If you put all your eggs in one basket – so to speak – one bad investment can cost you everything.

“A military member needs to understand that this investment has risks that other assets don’t have,” said Kirk Kinder, certified financial planner at Picket Fence Financial. “If a military member put 10% of their portfolio in crypto, would they be ok with it going to zero? If not, then pull back the percentage.”

Investment brokerage AJ Bell released a survey of financial planners this year finding that though only 4% of professional investment advisors encourage their clients to invest in cryptocurrencies, about 36% of their clients already own crypto assets.

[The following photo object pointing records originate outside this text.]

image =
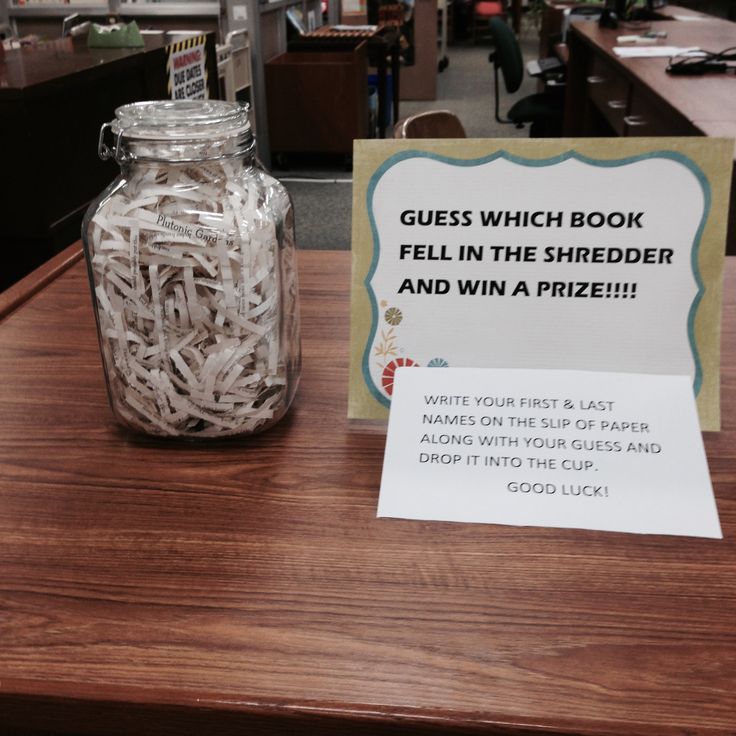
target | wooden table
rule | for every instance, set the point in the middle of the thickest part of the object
(148, 588)
(607, 95)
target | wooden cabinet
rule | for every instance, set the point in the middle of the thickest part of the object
(317, 101)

Of seven financial advisors and planners who spoke with The Military Wallet, four recommended allocating no more than 5% of your total investment portfolio to cryptocurrency. Two recommended staying away from the investment altogether.

Rick Raybin, CEO and founder of Lifetime Capital Group, said he finds cryptocurrency’s investment risk unnecessary for most people. “The hype doesn’t regale you with stories of losses, lost passwords or hacked accounts and other forms of theft,” Raybin said.

“At best, the cryptocurrencies are an extremely volatile, new, currency about which not enough is known to warrant adding it to investment accounts,” said Barry Korb, a certified financial planner at Lighthouse Financial Planning.

Jim Crider, CEO of Intentional Living FP, is more optimistic about cryptocurrency’s investment potential. He said he proactively pursues conversations about cryptocurrency investment with the families he advises, and most of his clients allocate about 10% to 20% of their portfolios to cryptocurrency.

“While there are countless cryptocurrencies out there, we are not allowing ourselves to be sidetracked by altcoins and only focus on Bitcoin,” Crider said, citing they pioneer crypto’s longer track record.

What is the future of cryptocurrency?

Analyst opinions are largely positive on two of the most valuable cryptocurrencies.

Shervin Pishevar, the cofounder of Sherpa Capital, forecasted that Bitcoin will hit $100,000 by the end of 2021. Mark Yusko, the founder of Morgan Creek Capital, estimates that Bitcoin will reach $400,000 in the longer term by comparing it to the value of the gold market.

Likewise, though Ethereum (the second most valuable cryptocurrency) currently hovers near $3,000, a team of analysts at Britain’s Standard Chartered bank recently released a price target for the smart contract coin between $26,000 and $35,000.

However, as more governments begin to regulate cryptocurrencies, their value could decrease. The Internal Revenue Service requires cryptocurrency investors to report their transactions. The IRS taxes your profits just like capital gains from 0 to 37%, depending on how long you held the asset and how much you profited.